To this day I don’t know how or why it went like this. Why the hell was I getting all the grief? I’d done nothing wrong. Not that I wanted Caitlin derided or scorned either; I hated all that ‘she’s a slut’ junk. I didn’t want anything to happen to her, only that she’d get back with me and try to move on from it. At that point, I was still willing to try. To forgive, I think, if she’d given me the chance.
For whatever reason, the hive mind decided to pick on me, and like I say, I can’t explain it. Maybe it was collective revenge for my cheek in going with a girl like Caitlin in the first place. Maybe it was the orchestrated masterplan of some unknown weirdo who bore a grudge. Maybe it was conscious, maybe not.
Maybe it was simply my turn. Or blind chance.
The funny thing is, I hadn’t been bullied particularly up till then. Yes, I was a nerd, but so were lots of kids. Since childhood I’d been more or less left alone. I got the odd belt on the playground and was slagged from time to time for being poor or skinny or whatever, but nothing serious.
Now, though, it was serious. It was unrelenting, and soon escalated into physical attacks.
John Rattigan was the ringleader, unsurprisingly. He was a violent animal anyway, and probably held no more ill will towards me than any other victim – Rattigan wasn’t choosy about who he bullied. But that didn’t stop him decking me at least once a week, and others followed.

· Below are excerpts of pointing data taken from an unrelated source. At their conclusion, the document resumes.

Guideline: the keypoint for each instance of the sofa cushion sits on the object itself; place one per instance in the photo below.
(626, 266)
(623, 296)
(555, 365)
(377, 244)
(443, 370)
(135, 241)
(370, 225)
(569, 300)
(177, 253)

I had my head scraped along a wall and forced down into a urinal. My schoolbag and books were destroyed several times. I was punched, kicked, had half my hair sheared off. I lost three teeth from three separate blows, one with the top end of a hurley. I couldn’t see properly out of my eye for a week after someone threw chemical powder in it, something stolen from the school lab.
On it went. Mostly verbal bullying, sometimes physical. The physical assaults hurt, but the other stuff really tore me apart. I felt so foolish and humiliated all the time, my self-esteem gone through the floor, my existence starting to seem pointless.
I didn’t fight back. Even if I was naturally brave, which I wasn’t, I wouldn’t have retaliated. I couldn’t. It was too much, almost overwhelming. Like trying to stop the Atlantic tide.
Not every kid was involved but lots were, if not most. Christ, even the ones who got bullied themselves found a target in me. I really was at the bottom of the food chain. Almost everyone turned on me and rejected me, except Podsy. He proudly, publicly, remained my friend. He got picked on too for that, but Podsy stood tough, he stayed true to himself.
In fairness, Tommy Fox wasn’t really a part of it either, nor was Sláine McAuley. She’d left school by then anyway, but even before she always seemed somehow distant from other students in school, more mature; she hadn’t much to do with them. Sláine kept to herself.
Caitlin didn’t try to stop the bullying, but to her credit, didn’t join in either. That was something, a small something. It wasn’t her fault really; she’d caused it but she wasn’t behind it, as such …
Still. It was as if, when she shifted that boy, she suddenly realised just how out of her league I was, and actually, yeah, her friends had been right when they asked what the hell she was doing with a yoke like me. She couldn’t get shot of me quickly enough.
I didn’t bother telling my parents about any of this. I didn’t want them to worry. Besides, part of me, a little wormy voice in my inner ear, insisted I was getting what I deserved anyway. Why else would it be happening? Because I was a worthless speck of dirt, and that’s what they got: a fist in the mouth or a head full of disdain.
So how’s that for a double whammy: I had my heart broken and was turned into the biggest asshole on the planet, all in one wonderful summer. The teen movie from hell, and I was stuck in the starring role.
Finally, by some point in September, I’d had enough – and wanted it all to end.